Action: Join the new “Stopbigmedia” coalition (www.stopbigmedia.com) to promote diversity of media ownership and content. Also, work against the renomination of FCC chair Kevin Martin.
Sprawling new media powerhouses are emerging, in which offline and digital content and distribution, advertising and marketing are tied to the same multinational giants. For example, the pending AT&T and BellSouth merger will create a colossus spanning voice, broadband and video.
Action: Join with Media Access Project (www.mediaaccess.org) to fight the AT&T/BellSouth merger. Push for new laws to restore our trust in antitrust.
3. Network Neutrality
We can’t permit the Internet to come under the control of phone and cable companies, like Comcast and AT&T, that want to transform it into a toll road, with fast lanes for corporate media and a digital dirt road for everyone else.
Action: Join the “strange bedfellows” coalition, which includes MoveOn.org, the American Library Association and the Christian Coalition, pressing Congress to pass “network neutrality” rules to protect the principles of nondiscrimination and open access. Join Save the Internet (www.savetheinternet.com).
4. Spectrum Management
The wireless Internet (Wi-Fi) has been an unprecedented success, with more than 35,000 hot spots (many of them free) operating in the United States. But for the wireless broadband revolution to continue, it needs new unlicensed spectrum. Big communications companies, including broadcasters, want to keep for themselves what should be the public’s airwaves.
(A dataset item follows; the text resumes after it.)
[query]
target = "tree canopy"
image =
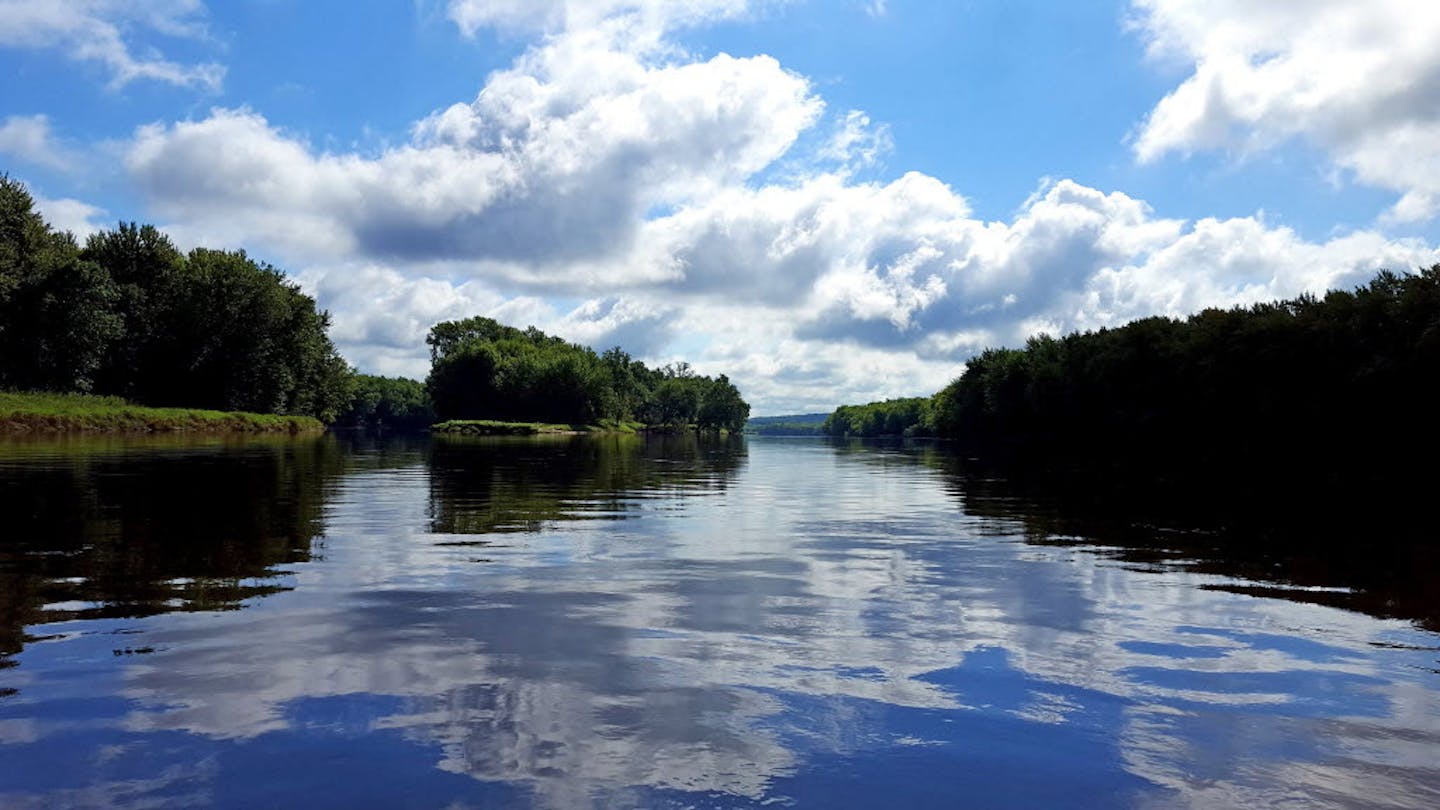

Action: Urge the FCC to set aside additional spectrum for unlicensed use and support legislation currently in Congress that will make unused TV spectrum available for Wi-Fi applications. The New America Foundation (www.newamerica.net) has been leading the charge for enlightened spectrum management.
5. Community Broadband
Municipal wireless systems represent the most promising alternative to the two-fisted stranglehold that cable and telephone companies currently have over the broadband Internet. Fourteen states, acting at the behest of the cable and telco lobbies, have passed laws limiting these efforts, and others are considering such restrictions.
Action: Urge your Representatives to support federal legislation (e.g., the municipal broadband provision in the otherwise objectionable Communications Opportunity, Promotion and Enhancement [COPE] Act) that will restore the right of cities to undertake their own broadband projects. See Free Press’s Community Internet page (www.freepress.net/communityinternet/=US).